Vasyl Cherepanyn about the “inertness, hiding behind the European Wall” (via L’Internationale): “Many Western institutions that have been claiming ‘radical political engagement’ for years, have simply resorted to a white cube radicalism and self-satisfying humanitarianism, too afraid of acting politically beyond their comfort zone and unsettling their publics and authorities by attempting to affect the decision-making process regarding the Ukrainian cause.”
May 28th, 2022
Tatsiana Shchurko on the War in Ukraine, Entangled Imperialisms, and Transnational Feminist Solidarity, via LeftEast (May 2, 2022): “[An] uneven knowledge production and the many implications of the war against Ukraine reveal the dire need to develop a feminist anti-capitalist critique of multiple imperialisms. This language should grow from within the occupied and suppressed communities of Eastern Europe and Eurasia. An anti-imperialist and anti-capitalist feminist positionality grasps that the local is part of a global in an effort to build transnational connections of mutual aid and support against state and corporate violence. For example, statements of solidarity with Ukraine expressed by the International Committee of Indigenous Peoples of Russia and Native American communities along with the anti-war feminist march in Bishkek (Kyrgyzstan) on March 8, 2022, pointing out that the war in Ukraine should be of concern for a broad transnational community, may serve as instrumental examples of alternative anti-capitalist and anti-imperialist solidarities that stretch beyond state regulations and macro-politics and foreground decolonial perspectives, necessary in addressing entanglements of multiple imperialisms. Such solidarities also bring to light hidden interconnections of the past that allowed for distant communities to survive and support each other against the violence of imperialist intervention and its attendant capitalist exploitation. Thus, the march in Bishkek reminds of the socialist roots of the International Women’s Day to call for internationalist, intersectional, class solidarity against imperialism and militarism.”

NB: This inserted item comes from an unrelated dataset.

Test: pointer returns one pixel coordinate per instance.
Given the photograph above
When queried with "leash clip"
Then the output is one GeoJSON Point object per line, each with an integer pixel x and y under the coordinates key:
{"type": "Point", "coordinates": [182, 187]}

Vasyl Cherepanyn on that “It’ll take more than tanks to ease Germany’s guilt” (via Politico): “Since the Soviet Union’s collapse, Germany has been imposing neocolonial optics on its Eastern European ‘peripheries,’ and on the post-Soviet space in particular, where Ukraine was long considered a gray buffer zone about which the EU was ‘deeply concerned.’ Germany didn’t bother itself much with differentiating between former Soviet countries’ pasts. Even until recently, any Ukrainian agenda in Germany was often ‘balanced’ with a Russian perspective, so as to not exclude the latter by any means.”
An unnamed anarchist and art scholar, who joined the Territorial Defense Forces, quoted by Olexii Kuchanskyi in an essay on “Digital Leviathan and His Nuclear Tail” (via Your Art and e-flux notes): “At dawn, Dima and I talked about cinema. Dima believes that cinema is inferior to literature as a means of expression because you spend much more time with a book than a film. It’s a really interesting point, something to dig into. I studied at the department of art theory & history and I never thought of it. Dima served in the military after school and worked at the factory all his life. He listens to rap, smokes pot, and tries to have fun. He is thirty-eight, his child was born last year. He likes Wong Kar-wai and is a fan of Asian cinema in general. Dima communicates by quoting Omar Khayyam, Confucius, and other awesome guys.”